El año pasado el 575M Modificata trajo más emoción. Ahora con 5748 cm3 y 508 CV, el gran lujoso deportivo Ferrari con motor frontal tiene una mayor presencia. Y la caja de cambios F1 con seis velocidades activadas por paleta hace que cualquier conductor se sienta bien. La nueva suspensión con amortiguación activa da una conducción lujosa y un control firme y positivo cuando se maneja con intensidad; eso es exactamente lo que demanda el carácter y potencial de velocidad del 575.

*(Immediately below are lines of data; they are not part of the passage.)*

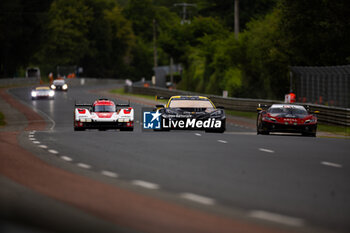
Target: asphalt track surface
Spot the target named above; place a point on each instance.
(301, 183)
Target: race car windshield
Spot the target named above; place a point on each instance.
(104, 108)
(299, 111)
(190, 104)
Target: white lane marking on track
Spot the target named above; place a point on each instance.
(37, 110)
(198, 198)
(110, 174)
(222, 141)
(53, 151)
(331, 164)
(266, 150)
(273, 217)
(83, 165)
(145, 184)
(66, 158)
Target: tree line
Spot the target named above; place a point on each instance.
(114, 39)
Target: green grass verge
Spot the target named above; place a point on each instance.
(2, 119)
(249, 115)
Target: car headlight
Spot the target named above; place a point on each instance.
(268, 119)
(217, 113)
(313, 120)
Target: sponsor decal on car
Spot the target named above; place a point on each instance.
(154, 120)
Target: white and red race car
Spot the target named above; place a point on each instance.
(103, 114)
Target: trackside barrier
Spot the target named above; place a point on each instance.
(328, 115)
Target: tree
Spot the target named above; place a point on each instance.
(316, 32)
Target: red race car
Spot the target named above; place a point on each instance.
(289, 118)
(103, 114)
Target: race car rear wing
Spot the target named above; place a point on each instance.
(262, 107)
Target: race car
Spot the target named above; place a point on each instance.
(59, 84)
(191, 112)
(103, 114)
(42, 92)
(291, 118)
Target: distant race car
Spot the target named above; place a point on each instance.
(42, 93)
(192, 112)
(59, 84)
(103, 114)
(289, 118)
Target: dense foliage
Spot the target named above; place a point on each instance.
(114, 39)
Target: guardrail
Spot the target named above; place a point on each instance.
(18, 81)
(72, 82)
(328, 115)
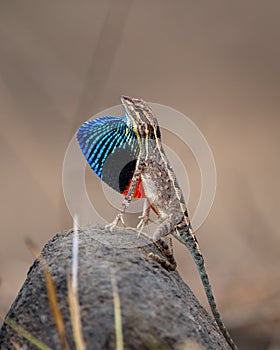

Sin embargo, la moderación y pulimento están todavía presentes. Quizás en demasía. Aunque las líneas son hermosas, se contentan con susurrar, en lugar de gritar, que este auto es especial. Particularmente en el azul conservador de nuestro auto de pruebas, no induce a que mucha gente ponga atención adicional. Lo peor es que el sonido del motor ha sido disminuido con un mofle a un zumbido enmudecido. ¿Dónde se halla el caballo corcoveante de su trompa y ese apasionado alarido que debería ser el grito de batalla de cualquier auto de 12 cilindros?
Claro que nada de esto importa mucho. El 575M es un aparato maravilloso: hermoso al mirarlo, emocionante al conducirlo, y excitante apenas con estar cerca de él. ¿Vale un cuarto de millón de dólares? Claro que sí.